Allein bei acht der derzeit 43 angemeldeten Bauprojekte an niedersächsischen Kreisstraßen droht aktuell bereits unter dem Vorwand der Verkehrssicherheit der massive Einsatz der Kettensäge. Und das ist nur der Anfang, denn langfristig wären bei unveränderter Gültigkeit und Anwendung der neuen Vorgaben alle niedersächsischen Straßenbäume, die außerhalb von Ortschaften weniger als 7,5 m von der Straße entfernt stehen, für die Motorsäge frei gegeben.

Dort wo das bereits bekannt geworden ist, reagiert die Öffentlichkeit zu Recht mit großem Unverständnis auf diese phantasielose Radikallösung der Sicherheitsbürokraten.

Anrede,

Das können und wollen wir in Niedersachsen nicht zulassen. - Dabei ist nach Auskunft des BMU (Bundesumweltministerium) ein flexibleres, Baum schonendes Umgehen selbst vom Bund gedeckt.
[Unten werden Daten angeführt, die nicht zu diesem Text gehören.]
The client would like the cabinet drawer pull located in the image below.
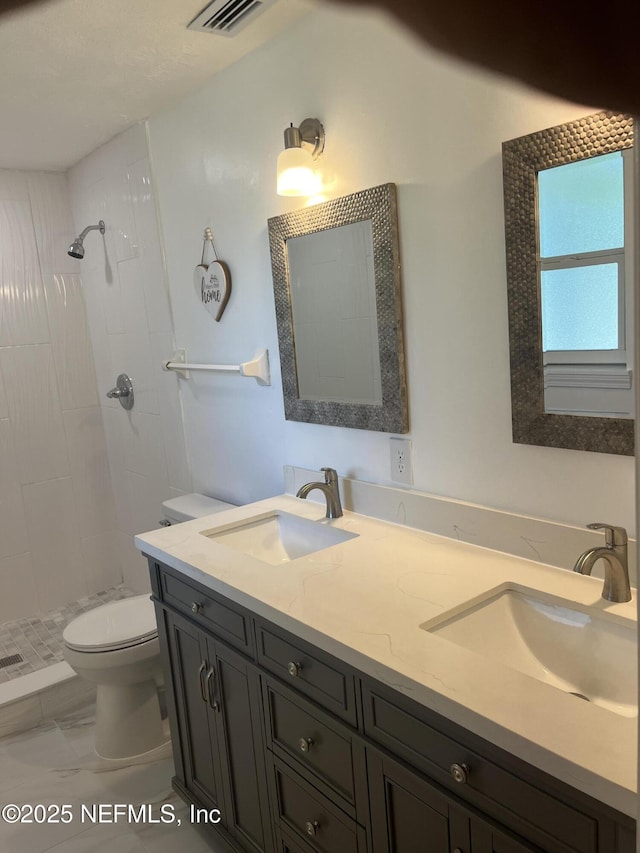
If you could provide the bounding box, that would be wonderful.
[304,820,320,838]
[450,764,471,785]
[198,660,207,702]
[298,737,313,752]
[206,667,220,711]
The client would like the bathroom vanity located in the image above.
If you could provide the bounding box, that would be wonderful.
[136,495,636,853]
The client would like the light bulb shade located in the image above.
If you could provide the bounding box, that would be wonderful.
[278,148,319,196]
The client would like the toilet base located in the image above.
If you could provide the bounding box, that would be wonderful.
[95,679,167,759]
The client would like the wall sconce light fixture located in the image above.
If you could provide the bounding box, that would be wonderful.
[278,118,324,196]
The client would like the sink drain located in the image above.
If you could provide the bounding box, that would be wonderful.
[569,690,591,702]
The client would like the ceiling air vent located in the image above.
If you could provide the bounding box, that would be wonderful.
[187,0,275,36]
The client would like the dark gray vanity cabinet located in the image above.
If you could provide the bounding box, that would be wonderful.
[156,575,274,853]
[149,560,635,853]
[367,747,541,853]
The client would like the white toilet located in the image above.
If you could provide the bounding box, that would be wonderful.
[62,494,233,759]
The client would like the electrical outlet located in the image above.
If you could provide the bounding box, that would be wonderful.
[389,438,413,486]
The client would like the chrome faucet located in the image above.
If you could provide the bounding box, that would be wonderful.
[573,523,631,601]
[296,468,342,518]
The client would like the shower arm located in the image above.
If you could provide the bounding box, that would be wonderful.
[76,219,104,242]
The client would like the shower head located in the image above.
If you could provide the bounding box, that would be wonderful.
[67,219,104,260]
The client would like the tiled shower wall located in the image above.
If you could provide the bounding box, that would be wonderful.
[69,124,192,592]
[0,170,122,622]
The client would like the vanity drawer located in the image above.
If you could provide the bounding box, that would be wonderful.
[264,679,367,817]
[362,682,599,853]
[160,566,254,655]
[256,623,357,726]
[270,755,367,853]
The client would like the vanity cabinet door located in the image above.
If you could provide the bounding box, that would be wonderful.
[157,608,227,825]
[164,611,274,853]
[367,749,468,853]
[207,640,274,853]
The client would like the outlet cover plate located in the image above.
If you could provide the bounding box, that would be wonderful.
[389,438,413,486]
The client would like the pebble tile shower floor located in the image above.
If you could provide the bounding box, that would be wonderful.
[0,587,135,684]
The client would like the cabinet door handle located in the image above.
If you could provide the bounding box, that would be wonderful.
[198,660,207,702]
[450,764,471,785]
[298,737,313,752]
[210,667,220,711]
[304,820,320,838]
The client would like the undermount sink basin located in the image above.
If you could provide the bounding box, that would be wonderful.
[420,586,638,717]
[203,512,358,566]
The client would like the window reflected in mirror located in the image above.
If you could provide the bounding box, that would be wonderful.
[537,150,634,418]
[502,112,634,455]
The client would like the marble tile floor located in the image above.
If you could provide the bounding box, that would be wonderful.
[0,586,134,684]
[0,705,228,853]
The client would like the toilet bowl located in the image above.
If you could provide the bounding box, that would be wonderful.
[62,494,233,759]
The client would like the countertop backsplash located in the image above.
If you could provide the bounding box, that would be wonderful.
[284,465,637,588]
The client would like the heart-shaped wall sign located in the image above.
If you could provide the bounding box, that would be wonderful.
[198,261,231,322]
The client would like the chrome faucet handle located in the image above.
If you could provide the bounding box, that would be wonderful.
[587,521,628,548]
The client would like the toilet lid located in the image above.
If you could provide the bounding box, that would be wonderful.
[62,595,158,652]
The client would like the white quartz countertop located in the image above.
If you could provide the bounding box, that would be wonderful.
[136,495,637,818]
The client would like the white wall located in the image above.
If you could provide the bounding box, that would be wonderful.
[69,124,191,592]
[0,171,122,622]
[149,7,635,531]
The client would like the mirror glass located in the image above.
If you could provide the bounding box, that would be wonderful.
[268,184,408,433]
[502,112,634,455]
[287,220,382,406]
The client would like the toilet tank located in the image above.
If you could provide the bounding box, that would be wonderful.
[160,493,235,527]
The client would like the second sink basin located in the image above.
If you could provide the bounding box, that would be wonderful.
[420,586,638,717]
[203,512,358,566]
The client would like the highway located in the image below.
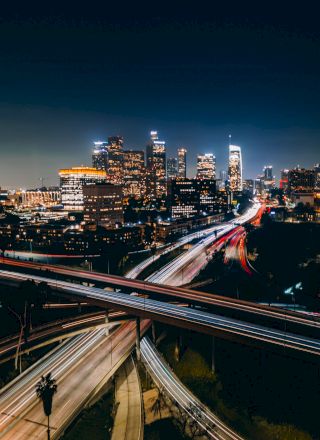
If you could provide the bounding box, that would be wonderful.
[141,337,243,440]
[0,312,125,363]
[0,321,149,440]
[0,223,320,329]
[224,228,255,275]
[125,225,224,279]
[0,271,320,356]
[111,356,144,440]
[147,203,260,286]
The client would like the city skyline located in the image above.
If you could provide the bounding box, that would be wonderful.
[0,125,319,189]
[0,4,320,187]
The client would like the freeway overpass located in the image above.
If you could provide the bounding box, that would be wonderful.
[0,270,320,356]
[0,258,320,331]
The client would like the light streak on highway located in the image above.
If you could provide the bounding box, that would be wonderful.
[0,321,149,440]
[0,271,320,355]
[141,337,243,440]
[147,203,260,286]
[0,312,125,362]
[125,225,223,279]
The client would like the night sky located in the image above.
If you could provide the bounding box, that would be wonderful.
[0,1,320,188]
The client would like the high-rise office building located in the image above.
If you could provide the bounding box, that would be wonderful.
[313,163,320,191]
[59,167,106,211]
[178,148,187,179]
[262,165,276,190]
[167,157,178,179]
[197,153,216,179]
[147,131,167,198]
[288,167,315,192]
[107,136,124,184]
[263,165,273,180]
[169,179,228,218]
[228,145,242,192]
[279,170,289,191]
[83,183,123,228]
[123,150,146,198]
[92,141,108,171]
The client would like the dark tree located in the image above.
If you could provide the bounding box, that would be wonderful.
[36,373,57,440]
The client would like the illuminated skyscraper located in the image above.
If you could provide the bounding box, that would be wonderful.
[263,165,273,180]
[228,145,242,191]
[288,167,315,192]
[262,165,276,190]
[107,136,124,184]
[280,170,289,191]
[167,157,178,179]
[197,153,216,179]
[83,183,123,228]
[313,163,320,191]
[147,131,167,198]
[123,150,146,198]
[59,167,106,211]
[178,148,187,179]
[92,141,108,171]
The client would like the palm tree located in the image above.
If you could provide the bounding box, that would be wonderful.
[36,373,57,440]
[151,389,166,419]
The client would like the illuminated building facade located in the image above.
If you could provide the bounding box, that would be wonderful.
[59,167,106,211]
[107,136,124,185]
[313,163,320,191]
[178,148,187,179]
[147,131,167,198]
[288,168,315,192]
[83,183,123,228]
[167,157,178,179]
[279,170,289,191]
[123,150,146,198]
[197,153,216,179]
[169,179,228,218]
[21,188,61,208]
[92,141,108,171]
[228,145,242,192]
[263,165,276,190]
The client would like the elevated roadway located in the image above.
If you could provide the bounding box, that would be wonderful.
[0,271,320,356]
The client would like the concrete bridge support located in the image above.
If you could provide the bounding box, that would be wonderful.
[104,310,110,336]
[174,332,182,362]
[151,321,157,345]
[211,336,216,373]
[136,317,141,362]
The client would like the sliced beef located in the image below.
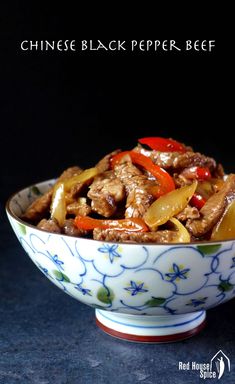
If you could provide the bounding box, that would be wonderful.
[93,228,175,243]
[114,161,156,218]
[95,149,121,173]
[186,174,235,237]
[87,171,126,217]
[213,164,225,179]
[57,166,83,181]
[37,219,61,233]
[134,146,216,171]
[67,197,91,216]
[175,205,200,221]
[63,219,88,237]
[173,173,192,188]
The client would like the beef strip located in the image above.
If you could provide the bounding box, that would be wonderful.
[87,171,125,217]
[63,219,88,237]
[57,165,83,181]
[186,174,235,237]
[114,161,156,218]
[134,146,216,171]
[67,197,91,216]
[95,149,121,173]
[175,205,200,221]
[212,164,225,179]
[93,228,175,243]
[21,166,82,224]
[37,219,61,233]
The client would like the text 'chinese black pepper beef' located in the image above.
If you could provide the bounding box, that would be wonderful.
[21,137,235,243]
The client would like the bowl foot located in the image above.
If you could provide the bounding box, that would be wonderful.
[96,309,206,343]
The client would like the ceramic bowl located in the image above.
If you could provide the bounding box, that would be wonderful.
[7,180,235,342]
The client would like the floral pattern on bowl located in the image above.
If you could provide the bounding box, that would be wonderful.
[7,181,235,316]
Wir bekamen dort aktuell die Auskunft, dass zumindest die RPS (Richtlinie für passiven Schutz an Straßen durch Fahrzeug-Rückhaltesysteme) nicht für Bäume und Alleen gilt, sondern nur für technische Hindernisse. Anders als Minister Bode in seinen jüngsten Auskünften dargelegt hat, sieht die Bundesregierung in Abstimmung von Umwelt- und Verkehrsministerium nur die ESAB (Empfehlung zum Schutz vor Anprall auf Bäume, 2006) als relevante Richtlinie für Straßenbäume und Alleen an.

Anrede,

wir fordern deshalb hier und heute die Landesregierung auf die RPS nur in diesem eingeschränkten Maß anzuwenden und eine verträglichere Umsetzung der ESAB in Niedersachsen zu etablieren. Das ist mit den vorgeschlagenen Maßnahmen unseres Antrages noch Herausforderung genug, um den Erhalt der Straßenbäume zu ermöglichen, aber es geht.

Immerhin wird dadurch das Entfernen der Bäume nur noch als letzte Möglichkeit, nachdem alles andere versucht wurde, eingeschränkt. Neue Bäume können auch ohne Schutz bis 4,5 m an die Straße heran gepflanzt werden, mit Schutz bis auf 3 m. In bereits vorhandenen Alleen können Lücken sogar im bestehenden Abstand nachgepflanzt werden.

Zusätzliche Verkehrssicherheit lässt sich mit unserem Antrag durch angemessene Tempolimits oder wo das nicht geht, durch gezielt gepflanztes Buschwerk oder Leitplanken vor den Bäumen erzielen.

Unser Ziel muss es sein, mehr Verkehrssicherheit und zugleich den Schutz der Landschaftsprägenden Alleen in Niedersachsen zu ermöglichen.

Alleebäume sind ein wertvoller Bestandteil der niedersächsischen Kulturlandschaft, nicht nur in touristischen Regionen, sondern überall wo es sie gibt. Sie filtern Staub und Abgase aus der Luft und tragen zum Klimaschutz bei. Alleen verbinden in unseren landwirtschaftlich geprägten Regionen Naturräume miteinander und bieten einen wichtigen Schutz vor Erosionen. Gemeinsam können wir sie erhalten!